Leading Edge Group
- Type: Private
- Industry: Books; Computers; Electronics; Appliances; Jewellery; Entertainment; Music;
- Founded: 1986
- Headquarters: Chatswood, New South Wales Australia
- Key people: Charlie Davey (CEO)
- Website: www.leadingedgegroup.com.au

= Leading Edge Group =

Leading Edge Group is an Australian-owned consumer electronics buying group with retail shopfronts. It was founded in 1986 as Electronic Enterprises.

The group works with suppliers and retailers of computers, appliances, electronics, entertainment, books and jewellery, providing them with a single point of contact and invoicing to a range of regional and remote small businesses without the need for physical visits and hiring representatives.

== History ==
In 1997, a range of buying groups consolidated under the brand name of the Leading Edge Group, making it one of the largest retail entities in Australia. Leading Edge Group is a global organisation operating in buying group management and sales channel management across Australia, New Zealand and the United Kingdom.

In December 2023, Leading Edge Retail promoted Charlie Davey to CEO of its Australian operation following the resignation of Lee Scott.

== Leading Edge Business Solutions ==
Leading Edge Business Solutions is a B2B proposition which aims to connect businesses without in-house procurement teams to suppliers of audiovisual and IT products.

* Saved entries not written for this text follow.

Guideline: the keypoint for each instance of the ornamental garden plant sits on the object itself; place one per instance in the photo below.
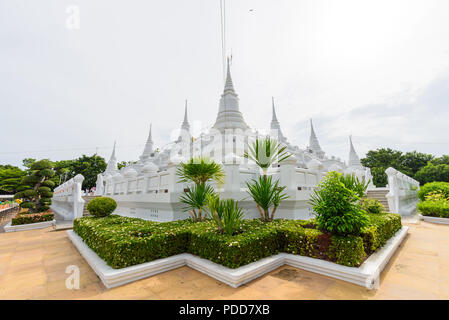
(266, 193)
(35, 194)
(101, 206)
(36, 187)
(434, 198)
(344, 234)
(24, 217)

== Leading Edge Group New Zealand ==
Leading Edge Group New Zealand was a sales and marketing channel management company. They had previously partnered with large corporations such as Genesis, The Yellow Group and Spark, offering sales and marketing services to SMEs across an array of productised services. Leading Edge Group entered the New Zealand market by acquiring 15 retail and business outlets and became the largest independent channel partner for Spark New Zealand. As part of the Global Leading Edge Group, they provided mobility, landline, broadband and ICT-related products and services. Leading Edge Group also worked on the sales and support channel role for n3.

== Leading Edge Group Electronics ==
Leading Edge Group Electronics is a buying group of around 48 former Dick Smith Electronics (DSE) stores. These privately owned resellers changed suppliers in a major move against Australian electronics giant DSE in October 2004 after the resellers were informed that their contracts would not be renewed and in many instances that a DSE company owned store would be opening in the town in competition with them.

== Leading Edge Group UK ==
In the UK, Leading Edge Group operates as an outsourced sales team for BT, providing sales management and execution in the B2B marketplace across 9% of the UK.